Ways and Means


John Thomas Lamar III, Otis Anthony, and Zakiya Summers


2024 Session

Passed House; transmitted to Senate

Latest Action

On March 27, the House passed HB 1985.

Explanation of the Bill

Income and Ad Valorem Tax Credit for Dependent Children

HB 1985 creates an annual $500 income and ad valorem tax credit for each dependent child living more than half of the taxable year with legally married parents. The bill defines eligible dependent children as 

  • age 18 and under,
  • qualifying as a dependent of the taxpayer on their federal income tax returns, and
  • a natural child of both of the legally married parent filers.1

Husbands and wives2 who file separate returns for a taxable year in which they could have filed jointly may each claim half of the allowable tax credit. 

To claim the income tax credit, families will need to submit an application to the Department of Revenue (DOR). The application shall require families to 

  • certify the number of eligible dependent children residing in the taxpayer’s household for more than half of the taxable year, and 
  • include a notarized statement indicating the parents of the children are legally married. 

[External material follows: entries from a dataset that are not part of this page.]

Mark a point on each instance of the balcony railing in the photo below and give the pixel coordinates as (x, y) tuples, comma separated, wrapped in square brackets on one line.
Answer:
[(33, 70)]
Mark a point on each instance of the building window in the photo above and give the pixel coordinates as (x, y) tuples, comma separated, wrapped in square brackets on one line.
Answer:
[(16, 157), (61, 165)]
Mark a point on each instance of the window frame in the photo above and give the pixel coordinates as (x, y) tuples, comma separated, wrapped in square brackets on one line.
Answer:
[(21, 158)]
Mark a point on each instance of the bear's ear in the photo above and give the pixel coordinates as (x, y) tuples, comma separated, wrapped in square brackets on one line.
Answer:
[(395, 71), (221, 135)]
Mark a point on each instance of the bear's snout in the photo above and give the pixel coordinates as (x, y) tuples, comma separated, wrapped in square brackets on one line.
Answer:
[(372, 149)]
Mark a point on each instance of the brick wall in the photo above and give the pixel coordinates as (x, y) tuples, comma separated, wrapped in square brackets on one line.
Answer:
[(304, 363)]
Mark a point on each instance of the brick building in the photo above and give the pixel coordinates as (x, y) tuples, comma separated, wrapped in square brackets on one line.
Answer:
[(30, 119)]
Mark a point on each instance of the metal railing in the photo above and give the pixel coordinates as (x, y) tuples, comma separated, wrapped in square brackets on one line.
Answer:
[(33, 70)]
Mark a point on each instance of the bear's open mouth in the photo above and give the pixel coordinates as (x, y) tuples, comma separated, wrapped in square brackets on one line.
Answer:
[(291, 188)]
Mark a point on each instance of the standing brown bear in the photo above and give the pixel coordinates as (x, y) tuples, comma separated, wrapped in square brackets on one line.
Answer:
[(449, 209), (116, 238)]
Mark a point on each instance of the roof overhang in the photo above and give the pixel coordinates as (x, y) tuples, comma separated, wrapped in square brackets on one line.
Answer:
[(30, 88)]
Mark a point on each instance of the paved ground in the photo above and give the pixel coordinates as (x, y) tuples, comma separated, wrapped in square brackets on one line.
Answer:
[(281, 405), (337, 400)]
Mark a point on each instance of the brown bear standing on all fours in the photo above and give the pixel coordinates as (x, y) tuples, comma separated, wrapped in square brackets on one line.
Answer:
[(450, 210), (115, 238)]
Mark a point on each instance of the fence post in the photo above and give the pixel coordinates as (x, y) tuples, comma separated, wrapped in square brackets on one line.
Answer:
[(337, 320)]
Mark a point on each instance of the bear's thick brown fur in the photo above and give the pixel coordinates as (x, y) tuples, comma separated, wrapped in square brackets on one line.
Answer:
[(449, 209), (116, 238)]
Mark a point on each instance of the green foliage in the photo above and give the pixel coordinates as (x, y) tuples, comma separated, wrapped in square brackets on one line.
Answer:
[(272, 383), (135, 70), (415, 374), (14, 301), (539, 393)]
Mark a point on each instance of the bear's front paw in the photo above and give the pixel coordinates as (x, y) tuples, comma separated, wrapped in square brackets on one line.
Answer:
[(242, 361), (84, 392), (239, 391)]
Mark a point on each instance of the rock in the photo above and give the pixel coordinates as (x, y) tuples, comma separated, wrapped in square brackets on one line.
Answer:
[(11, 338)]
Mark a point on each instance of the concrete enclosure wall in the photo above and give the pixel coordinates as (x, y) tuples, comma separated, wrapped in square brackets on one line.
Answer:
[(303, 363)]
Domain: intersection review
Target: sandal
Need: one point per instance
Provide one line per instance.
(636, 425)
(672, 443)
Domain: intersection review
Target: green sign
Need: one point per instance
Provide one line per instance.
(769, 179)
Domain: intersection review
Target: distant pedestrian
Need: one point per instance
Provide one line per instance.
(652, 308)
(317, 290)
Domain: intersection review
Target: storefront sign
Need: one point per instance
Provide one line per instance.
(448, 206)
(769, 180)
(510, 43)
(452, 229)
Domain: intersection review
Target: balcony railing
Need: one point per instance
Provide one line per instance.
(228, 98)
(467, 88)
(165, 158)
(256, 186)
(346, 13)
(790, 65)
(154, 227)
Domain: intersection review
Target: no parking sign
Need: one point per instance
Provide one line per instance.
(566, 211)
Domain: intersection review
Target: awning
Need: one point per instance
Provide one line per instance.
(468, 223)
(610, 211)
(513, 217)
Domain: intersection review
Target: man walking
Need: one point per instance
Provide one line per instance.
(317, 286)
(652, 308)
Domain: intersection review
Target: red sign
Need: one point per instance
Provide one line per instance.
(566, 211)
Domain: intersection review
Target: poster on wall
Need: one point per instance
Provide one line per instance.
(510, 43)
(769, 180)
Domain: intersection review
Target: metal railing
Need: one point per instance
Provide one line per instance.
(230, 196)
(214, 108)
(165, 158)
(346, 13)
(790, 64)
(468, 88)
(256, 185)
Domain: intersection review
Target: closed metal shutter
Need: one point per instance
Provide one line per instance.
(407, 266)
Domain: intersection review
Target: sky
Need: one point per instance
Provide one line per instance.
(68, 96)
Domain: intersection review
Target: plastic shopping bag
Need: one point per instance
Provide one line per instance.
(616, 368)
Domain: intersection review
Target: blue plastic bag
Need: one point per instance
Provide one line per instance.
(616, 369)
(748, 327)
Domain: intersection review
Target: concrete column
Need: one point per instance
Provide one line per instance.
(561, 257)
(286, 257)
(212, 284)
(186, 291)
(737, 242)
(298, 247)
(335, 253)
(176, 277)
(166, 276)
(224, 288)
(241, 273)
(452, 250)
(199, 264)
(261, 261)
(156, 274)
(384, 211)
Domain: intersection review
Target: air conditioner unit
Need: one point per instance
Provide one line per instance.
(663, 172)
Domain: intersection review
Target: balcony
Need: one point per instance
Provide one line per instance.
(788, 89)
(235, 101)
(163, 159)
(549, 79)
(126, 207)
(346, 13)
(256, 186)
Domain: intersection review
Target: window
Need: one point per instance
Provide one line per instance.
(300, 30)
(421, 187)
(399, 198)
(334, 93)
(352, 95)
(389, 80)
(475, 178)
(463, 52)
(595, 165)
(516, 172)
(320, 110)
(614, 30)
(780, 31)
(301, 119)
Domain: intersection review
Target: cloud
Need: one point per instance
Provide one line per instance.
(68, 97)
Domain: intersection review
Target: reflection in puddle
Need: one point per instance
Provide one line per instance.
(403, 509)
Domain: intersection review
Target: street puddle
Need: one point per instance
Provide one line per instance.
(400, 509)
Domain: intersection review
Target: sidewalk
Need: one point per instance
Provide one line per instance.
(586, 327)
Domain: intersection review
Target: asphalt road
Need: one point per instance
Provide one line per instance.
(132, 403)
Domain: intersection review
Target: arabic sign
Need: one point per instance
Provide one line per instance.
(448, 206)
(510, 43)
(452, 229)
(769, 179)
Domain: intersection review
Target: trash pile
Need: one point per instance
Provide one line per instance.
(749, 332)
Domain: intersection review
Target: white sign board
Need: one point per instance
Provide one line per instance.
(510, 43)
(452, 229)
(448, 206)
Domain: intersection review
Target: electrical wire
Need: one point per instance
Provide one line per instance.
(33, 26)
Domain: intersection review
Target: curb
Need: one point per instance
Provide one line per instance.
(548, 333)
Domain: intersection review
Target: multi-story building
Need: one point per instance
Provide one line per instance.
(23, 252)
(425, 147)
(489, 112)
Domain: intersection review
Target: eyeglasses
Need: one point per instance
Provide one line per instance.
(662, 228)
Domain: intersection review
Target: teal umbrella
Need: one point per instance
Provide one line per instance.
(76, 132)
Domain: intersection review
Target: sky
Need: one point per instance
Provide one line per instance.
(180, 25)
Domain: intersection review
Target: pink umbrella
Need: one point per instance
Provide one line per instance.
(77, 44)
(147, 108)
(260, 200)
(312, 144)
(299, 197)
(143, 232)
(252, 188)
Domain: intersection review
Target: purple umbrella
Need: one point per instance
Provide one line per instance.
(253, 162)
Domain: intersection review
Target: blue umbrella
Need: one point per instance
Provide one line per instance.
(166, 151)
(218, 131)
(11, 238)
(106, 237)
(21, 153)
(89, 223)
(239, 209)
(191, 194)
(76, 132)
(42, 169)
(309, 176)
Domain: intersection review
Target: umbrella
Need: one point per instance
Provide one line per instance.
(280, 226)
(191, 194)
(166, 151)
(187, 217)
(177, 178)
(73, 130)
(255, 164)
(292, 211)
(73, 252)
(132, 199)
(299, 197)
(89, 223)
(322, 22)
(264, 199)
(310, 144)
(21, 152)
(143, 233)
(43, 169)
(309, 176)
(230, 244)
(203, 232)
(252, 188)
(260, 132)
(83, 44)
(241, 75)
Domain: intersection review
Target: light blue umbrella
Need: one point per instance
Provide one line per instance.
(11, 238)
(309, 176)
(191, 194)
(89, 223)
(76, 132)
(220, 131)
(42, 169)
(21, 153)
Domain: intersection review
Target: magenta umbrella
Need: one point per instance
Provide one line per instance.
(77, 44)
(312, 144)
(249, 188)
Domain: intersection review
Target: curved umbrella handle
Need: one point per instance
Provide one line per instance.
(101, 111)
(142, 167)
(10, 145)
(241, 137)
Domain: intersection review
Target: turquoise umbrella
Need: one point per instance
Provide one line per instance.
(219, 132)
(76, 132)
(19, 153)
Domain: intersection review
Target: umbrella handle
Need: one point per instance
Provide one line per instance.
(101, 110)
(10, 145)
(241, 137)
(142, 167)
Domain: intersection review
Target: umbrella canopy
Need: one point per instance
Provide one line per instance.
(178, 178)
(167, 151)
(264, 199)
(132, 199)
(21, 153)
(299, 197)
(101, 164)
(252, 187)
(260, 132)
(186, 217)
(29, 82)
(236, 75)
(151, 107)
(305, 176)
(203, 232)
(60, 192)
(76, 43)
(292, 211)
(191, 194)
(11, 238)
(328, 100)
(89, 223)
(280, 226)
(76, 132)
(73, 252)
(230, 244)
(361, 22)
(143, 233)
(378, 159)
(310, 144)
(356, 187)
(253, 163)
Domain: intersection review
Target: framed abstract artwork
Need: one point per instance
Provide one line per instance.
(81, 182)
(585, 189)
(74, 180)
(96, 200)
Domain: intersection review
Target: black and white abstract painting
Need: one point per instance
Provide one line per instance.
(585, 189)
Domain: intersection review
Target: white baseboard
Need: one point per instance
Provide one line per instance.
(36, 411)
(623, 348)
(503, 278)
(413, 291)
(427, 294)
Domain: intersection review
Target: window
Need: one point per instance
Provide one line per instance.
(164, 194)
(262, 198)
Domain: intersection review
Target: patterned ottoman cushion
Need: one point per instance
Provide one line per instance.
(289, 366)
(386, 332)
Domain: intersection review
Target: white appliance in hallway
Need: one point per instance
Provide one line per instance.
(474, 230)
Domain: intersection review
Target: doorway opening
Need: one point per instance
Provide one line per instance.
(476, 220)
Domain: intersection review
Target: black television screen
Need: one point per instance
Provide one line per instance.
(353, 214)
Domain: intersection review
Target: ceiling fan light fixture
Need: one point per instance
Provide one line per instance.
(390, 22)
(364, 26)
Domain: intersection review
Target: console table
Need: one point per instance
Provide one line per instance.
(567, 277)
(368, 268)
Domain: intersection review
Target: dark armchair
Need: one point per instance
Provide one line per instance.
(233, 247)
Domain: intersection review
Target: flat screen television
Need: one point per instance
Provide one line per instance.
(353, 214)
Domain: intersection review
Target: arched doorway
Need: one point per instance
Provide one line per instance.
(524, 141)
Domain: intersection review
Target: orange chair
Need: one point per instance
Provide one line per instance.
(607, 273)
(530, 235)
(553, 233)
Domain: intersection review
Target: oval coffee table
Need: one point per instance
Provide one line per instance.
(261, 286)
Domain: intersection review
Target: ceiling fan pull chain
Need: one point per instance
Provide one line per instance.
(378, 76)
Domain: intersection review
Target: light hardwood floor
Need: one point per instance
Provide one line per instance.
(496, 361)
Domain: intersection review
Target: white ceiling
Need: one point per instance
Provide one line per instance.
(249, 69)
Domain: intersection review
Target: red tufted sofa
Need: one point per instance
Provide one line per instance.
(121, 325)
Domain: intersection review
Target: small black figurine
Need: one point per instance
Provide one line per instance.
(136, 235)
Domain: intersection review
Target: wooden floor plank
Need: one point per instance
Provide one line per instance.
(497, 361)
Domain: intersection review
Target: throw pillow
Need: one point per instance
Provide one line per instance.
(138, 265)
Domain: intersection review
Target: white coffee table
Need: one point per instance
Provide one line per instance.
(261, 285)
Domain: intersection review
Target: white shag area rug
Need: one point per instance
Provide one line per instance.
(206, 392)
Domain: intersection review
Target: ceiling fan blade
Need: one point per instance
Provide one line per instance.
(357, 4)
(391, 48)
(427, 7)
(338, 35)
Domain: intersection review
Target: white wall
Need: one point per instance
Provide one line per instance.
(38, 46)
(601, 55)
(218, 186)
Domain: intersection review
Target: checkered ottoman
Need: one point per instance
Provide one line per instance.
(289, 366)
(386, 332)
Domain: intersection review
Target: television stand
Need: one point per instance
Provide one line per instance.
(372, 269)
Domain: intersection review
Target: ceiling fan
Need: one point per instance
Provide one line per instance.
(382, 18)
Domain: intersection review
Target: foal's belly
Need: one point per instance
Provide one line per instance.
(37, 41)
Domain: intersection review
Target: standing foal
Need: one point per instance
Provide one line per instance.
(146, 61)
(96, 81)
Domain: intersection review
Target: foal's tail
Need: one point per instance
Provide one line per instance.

After families have submitted their application, the DOR has 30 days to allocate credits based on the number of children. The amount of the tax credit is capped at $1,000,000 per year for the state. Many families who qualify for the credit would not be able to take advantage of the credit because of the relatively small amount of tax credits set aside. Additionally, many families will be unable to access this tax credit because of the marital status requirement. 

Families are not permitted to carry the credits forward, but they are permitted to use the credit against taxes for the immediately preceding tax year so long as they have not filed an annual return for those taxes.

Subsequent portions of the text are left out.